Proposed Bill Seeks to Revoke Passports of Tax Defaulters
A proposed law by Sen. Orrin Hatch now seeks to bar taxpayers who have defaulted on paying taxes from traveling overseas by revoking their passports. This proposed law is part of the “Moving Ahead for Progress in the 21st Century (MAP-21) Bill” also referred to as the Highway bill. According to this proposed bill, the Treasury Secretary on behalf of the IRS can request the Secretary of State to limit, revoke or deny a taxpayer a passport if he or she has defaulted taxes of over $50,000 and is categorized as a “serious delinquent tax defaulter”. A Serious Delinquent Tax Defaulter is a taxpayer who has a Notice of Levy or a Notice of Federal Tax Lien against a tax debt.

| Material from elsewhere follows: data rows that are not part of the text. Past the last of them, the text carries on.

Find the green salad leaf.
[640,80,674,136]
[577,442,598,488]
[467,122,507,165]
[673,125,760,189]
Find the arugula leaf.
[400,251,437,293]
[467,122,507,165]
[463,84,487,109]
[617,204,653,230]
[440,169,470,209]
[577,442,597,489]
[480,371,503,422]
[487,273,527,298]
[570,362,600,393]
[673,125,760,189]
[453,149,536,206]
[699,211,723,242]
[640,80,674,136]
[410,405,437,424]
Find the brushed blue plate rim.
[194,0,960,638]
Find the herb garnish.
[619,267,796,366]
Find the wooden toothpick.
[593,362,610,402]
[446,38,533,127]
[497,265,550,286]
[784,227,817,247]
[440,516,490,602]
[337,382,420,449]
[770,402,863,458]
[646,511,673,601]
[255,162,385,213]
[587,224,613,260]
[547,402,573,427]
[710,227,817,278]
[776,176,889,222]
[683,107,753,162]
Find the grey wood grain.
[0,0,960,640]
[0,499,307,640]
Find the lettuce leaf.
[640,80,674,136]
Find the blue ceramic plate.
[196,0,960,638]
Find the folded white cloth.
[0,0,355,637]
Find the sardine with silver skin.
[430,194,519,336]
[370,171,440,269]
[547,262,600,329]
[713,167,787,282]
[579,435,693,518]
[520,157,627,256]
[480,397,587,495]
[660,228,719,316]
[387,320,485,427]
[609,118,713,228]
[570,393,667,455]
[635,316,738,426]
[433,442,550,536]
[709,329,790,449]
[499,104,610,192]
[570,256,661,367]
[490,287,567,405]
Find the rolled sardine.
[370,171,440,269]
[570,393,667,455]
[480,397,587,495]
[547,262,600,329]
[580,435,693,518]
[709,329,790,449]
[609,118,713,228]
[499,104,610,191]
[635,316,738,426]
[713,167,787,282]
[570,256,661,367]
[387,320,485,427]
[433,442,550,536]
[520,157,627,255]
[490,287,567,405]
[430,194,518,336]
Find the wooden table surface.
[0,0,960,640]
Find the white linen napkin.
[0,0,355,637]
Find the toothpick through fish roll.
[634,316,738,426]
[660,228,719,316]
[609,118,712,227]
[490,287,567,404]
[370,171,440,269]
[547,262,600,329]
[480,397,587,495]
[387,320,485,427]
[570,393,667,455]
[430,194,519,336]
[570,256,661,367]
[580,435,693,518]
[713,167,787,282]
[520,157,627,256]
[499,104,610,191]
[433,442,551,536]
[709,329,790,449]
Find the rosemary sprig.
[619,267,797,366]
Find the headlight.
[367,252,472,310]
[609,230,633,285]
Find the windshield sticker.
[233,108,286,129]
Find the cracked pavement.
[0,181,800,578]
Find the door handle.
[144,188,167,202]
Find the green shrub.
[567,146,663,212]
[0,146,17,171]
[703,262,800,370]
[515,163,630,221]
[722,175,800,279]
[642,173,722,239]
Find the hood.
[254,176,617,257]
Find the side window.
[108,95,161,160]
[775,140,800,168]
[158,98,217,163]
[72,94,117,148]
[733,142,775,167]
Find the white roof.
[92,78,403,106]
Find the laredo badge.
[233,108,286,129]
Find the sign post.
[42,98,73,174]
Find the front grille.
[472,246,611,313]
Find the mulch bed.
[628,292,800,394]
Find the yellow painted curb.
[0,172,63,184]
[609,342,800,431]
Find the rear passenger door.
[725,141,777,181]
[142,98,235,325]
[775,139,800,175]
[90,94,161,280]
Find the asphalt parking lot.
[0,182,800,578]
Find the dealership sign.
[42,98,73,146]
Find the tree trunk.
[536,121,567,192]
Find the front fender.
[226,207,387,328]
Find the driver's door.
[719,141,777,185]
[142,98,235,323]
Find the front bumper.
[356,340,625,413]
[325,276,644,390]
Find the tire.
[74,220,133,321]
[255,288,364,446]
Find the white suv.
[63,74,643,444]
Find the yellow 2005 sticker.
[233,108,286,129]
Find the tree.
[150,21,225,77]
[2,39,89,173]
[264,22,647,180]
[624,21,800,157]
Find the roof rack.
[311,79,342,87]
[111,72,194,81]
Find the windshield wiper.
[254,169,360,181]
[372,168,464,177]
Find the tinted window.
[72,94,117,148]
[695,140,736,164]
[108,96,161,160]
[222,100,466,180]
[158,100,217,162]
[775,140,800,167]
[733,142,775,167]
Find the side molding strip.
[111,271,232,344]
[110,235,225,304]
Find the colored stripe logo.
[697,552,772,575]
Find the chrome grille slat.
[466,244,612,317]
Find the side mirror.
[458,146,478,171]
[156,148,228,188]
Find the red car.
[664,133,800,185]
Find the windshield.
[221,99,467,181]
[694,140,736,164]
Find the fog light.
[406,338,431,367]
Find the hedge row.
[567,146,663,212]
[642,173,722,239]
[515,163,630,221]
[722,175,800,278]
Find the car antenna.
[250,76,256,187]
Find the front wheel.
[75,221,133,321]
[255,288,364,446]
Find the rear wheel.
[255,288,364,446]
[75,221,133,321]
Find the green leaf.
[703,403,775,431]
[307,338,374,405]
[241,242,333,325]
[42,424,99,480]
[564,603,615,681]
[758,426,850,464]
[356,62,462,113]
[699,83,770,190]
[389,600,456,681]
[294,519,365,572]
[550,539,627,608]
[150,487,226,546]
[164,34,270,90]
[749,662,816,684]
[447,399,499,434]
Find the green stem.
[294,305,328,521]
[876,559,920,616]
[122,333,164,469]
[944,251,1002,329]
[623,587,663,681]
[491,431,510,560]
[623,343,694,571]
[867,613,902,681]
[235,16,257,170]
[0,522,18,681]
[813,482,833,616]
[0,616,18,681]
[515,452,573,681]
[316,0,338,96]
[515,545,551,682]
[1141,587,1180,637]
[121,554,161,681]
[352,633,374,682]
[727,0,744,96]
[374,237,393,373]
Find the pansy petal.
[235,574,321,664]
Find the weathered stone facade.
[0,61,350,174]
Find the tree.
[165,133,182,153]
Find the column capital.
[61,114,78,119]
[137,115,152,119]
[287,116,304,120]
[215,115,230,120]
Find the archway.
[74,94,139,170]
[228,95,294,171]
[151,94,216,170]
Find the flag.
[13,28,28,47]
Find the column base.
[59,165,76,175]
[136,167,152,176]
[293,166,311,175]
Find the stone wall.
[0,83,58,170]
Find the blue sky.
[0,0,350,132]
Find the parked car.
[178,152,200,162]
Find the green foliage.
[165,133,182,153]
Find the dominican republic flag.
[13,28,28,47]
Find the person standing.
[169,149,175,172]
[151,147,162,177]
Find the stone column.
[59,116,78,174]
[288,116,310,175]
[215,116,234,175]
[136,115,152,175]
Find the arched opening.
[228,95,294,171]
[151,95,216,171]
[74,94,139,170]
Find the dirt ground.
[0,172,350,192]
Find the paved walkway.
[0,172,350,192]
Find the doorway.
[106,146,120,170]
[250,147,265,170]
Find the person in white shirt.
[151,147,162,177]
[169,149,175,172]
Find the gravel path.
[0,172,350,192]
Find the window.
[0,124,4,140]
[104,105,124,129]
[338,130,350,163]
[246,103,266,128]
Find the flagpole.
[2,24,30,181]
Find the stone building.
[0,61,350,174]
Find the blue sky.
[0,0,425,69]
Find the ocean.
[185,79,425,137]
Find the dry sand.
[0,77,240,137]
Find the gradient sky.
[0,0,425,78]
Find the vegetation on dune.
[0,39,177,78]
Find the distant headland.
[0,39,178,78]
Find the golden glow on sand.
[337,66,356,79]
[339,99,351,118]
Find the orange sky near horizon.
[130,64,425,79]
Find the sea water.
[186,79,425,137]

The proposed bill exempts taxpayers who have signed up for an Instalment Agreement (IA) and those whose collection is suspended due to a collection relief or due to a collection due process hearing. The proposed bill also suggests that taxpayers who need to travel for an emergency or on other humanitarian grounds be exempted from the process.
Proponents of the Bill
Those who are fronting and supporting the bill argue that in a bid to reduce the government deficit, the government needs to aggressively raise funds from defaulted taxes and this is a good avenue to collect taxes from such defaulters. They argue that an individual who can afford to travel abroad for business, leisure, or otherwise, may also afford to settle the unpaid taxes, but is simply not prioritizing the tax debt and therefore, the move will help pressure him or her to prioritize the tax payment.
Opponents of the Bill
Those against the bill are arguing that the IRS has in the past issues liens in error. A Notice of Federal Tax Lien is issued by the IRS to taxpayers who they believe owe taxes. Before this notice is issued, the IRS issues a Notice of Demand for Payment. If a taxpayer does not respond to the demand notice, the lien notice is sent. However, the IRS may make a mistake and issue a lien to a taxpayer whose debt is questionable or who has settled the tax debt. Indeed, the IRS has made several such mistakes in the past, though rarely. Those opposing the bill say that it may take some time to clear such an error with the IRS and therefore, an innocent taxpayer in such a case, may be significantly inconvenienced.
However, this bill is just a proposal for now and politicians are yet to debate it before voting and possibly passing the bill into law.